Follow AE on Twitter
Home »

"New York Times" Discusses Straight Men's Changing Attitudes About Gay Men

This past weekend the New York Times featured two columns that had interesting things to say about the state of straight men's views on gay men and gay male sexuality. The first was the column "Gay? Whatever, Dude" by Charles Blow which discussed the recent Gallup poll that showed for the first time ever, a majority of Americans — 52% to 43% — find gay relationships to be morally acceptable.

Blow looked deeper into the poll results and noticed that for the first time ever, more men than women say gay relationships are fine by them. Yeah, kind of shocked me, too.

Not unexpectedly, the change is being driven by younger men, but older men are changing pretty dramatically as well and are now actually more tolerant than women of the same age. Go figure.

But actually, the more I thought about it, the less shocking it seemed. When I came out to my parents, both pretty much held the same views about homosexuality, but my dad came around much more quickly than my mom.

Who knows why that was and you certainly can't generalize to the general public from my parents, but Blow did talk to a sociologist and a researcher who speculate on the various reasons for men's changing attitudes towards gays. These include the standard gay-rights mantra, the more of us who are out, the harder we are to discriminate against because folks actually know us, as well as the fact that men are becoming general more tolerant. 

Most interesting to me was the idea that it's also due partly to the fact that so many virulent homophobes have been outed as gay themselves and that being seen as anti-gay now means, as we've long said, "someone doth protest too much." Or as Blow says, "It’s like being anti-gay is becoming the old gay. Not cool."

Whatever the reason, Halle-fricking-leujah.

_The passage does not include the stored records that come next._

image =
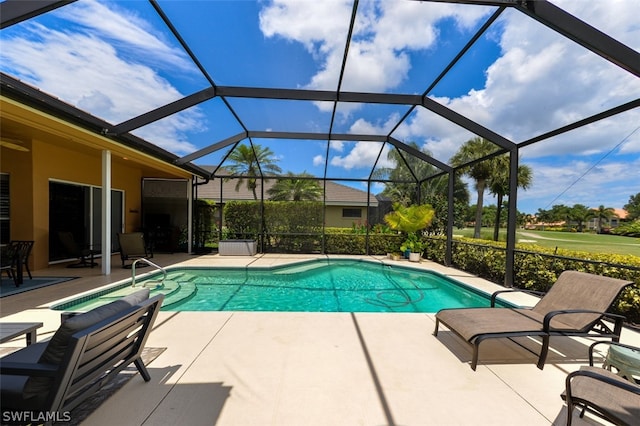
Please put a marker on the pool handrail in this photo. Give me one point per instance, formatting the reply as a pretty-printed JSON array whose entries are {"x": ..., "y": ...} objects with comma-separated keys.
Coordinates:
[{"x": 150, "y": 263}]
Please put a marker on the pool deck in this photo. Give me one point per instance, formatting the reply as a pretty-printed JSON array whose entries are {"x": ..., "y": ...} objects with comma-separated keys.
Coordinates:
[{"x": 267, "y": 368}]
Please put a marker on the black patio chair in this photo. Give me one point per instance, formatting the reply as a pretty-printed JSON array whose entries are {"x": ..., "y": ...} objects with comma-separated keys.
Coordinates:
[
  {"x": 8, "y": 263},
  {"x": 23, "y": 251}
]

The second item was Deboarah Solomon's "Questions" column which this week featured writer Christopher Hitchens and included this exchange: 

Christopher Hitchens

What did you mean to suggest by including the detail about your long-ago flings with two men who became part of Margaret Thatcher’s administration?
There are still people who want to criminalize homosexuality one way or another, and I thought it might be useful if more heterosexual men admitted that they are a little bit gay, as is everyone, and that homosexuality is a form of love and not just sex.

Not everyone is “a little bit gay,” as you say. Do you think your basic sexual confusion underlies your political confusions?
No, I wouldn’t call it confusion. I’d call it a punctuated consistency. I argue in the book that my principles were the same throughout.

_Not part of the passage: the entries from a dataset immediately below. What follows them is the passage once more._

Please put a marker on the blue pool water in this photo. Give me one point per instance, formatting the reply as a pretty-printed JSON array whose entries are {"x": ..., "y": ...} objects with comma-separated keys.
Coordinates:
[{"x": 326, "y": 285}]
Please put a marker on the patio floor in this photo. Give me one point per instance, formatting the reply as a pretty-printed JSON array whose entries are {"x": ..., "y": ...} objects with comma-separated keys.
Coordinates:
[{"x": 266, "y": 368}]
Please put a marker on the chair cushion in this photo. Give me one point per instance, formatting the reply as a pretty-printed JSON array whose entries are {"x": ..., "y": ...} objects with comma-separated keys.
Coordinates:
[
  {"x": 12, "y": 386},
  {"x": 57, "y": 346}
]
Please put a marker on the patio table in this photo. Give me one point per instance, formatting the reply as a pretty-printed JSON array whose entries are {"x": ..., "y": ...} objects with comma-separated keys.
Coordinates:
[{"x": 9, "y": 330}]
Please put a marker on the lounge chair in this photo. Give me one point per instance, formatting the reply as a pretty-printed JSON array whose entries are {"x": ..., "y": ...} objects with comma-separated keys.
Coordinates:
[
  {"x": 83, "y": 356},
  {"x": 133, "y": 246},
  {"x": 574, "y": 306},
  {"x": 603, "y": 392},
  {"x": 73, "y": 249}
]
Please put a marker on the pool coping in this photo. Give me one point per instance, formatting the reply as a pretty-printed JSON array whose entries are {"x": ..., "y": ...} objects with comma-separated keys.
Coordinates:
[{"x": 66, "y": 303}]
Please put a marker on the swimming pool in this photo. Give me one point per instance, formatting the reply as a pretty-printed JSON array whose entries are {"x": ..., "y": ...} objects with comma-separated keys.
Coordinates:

Kudos to Hitchens for not being ashamed to discuss his past relationships with men and for trying to get those men with somewhat fluid sexualities to feel comfortable enough to discuss them (not to mention pointing out that gay isn't just sex, but love).

Indeed, that ties in nicely with a quote from Professor Ritch Savins-Williams who told Blow that in his research on human sexuality, the fastest growing group of men on the sexuality continuum are those who call themselves "mostly straight." 

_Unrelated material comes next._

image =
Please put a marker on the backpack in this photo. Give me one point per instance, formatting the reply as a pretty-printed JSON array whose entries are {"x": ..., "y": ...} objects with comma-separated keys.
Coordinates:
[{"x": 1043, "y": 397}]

I guess that makes me "mostly gay" if we're all going to be exact. And we definitely should be.

But what was with Solomon's comment about Hitchen's being "sexually confused?" It's fine if she doesn't think that everyone is "a little bit gay," but to say Hitchen's doesn't know his own sexuality and is confused because he had relationships with two men seems to discount the fact that tens of millions of people don't identify as either gay or straight and have had relations with the same-sex.

Perhaps someone is letting their own biases show through.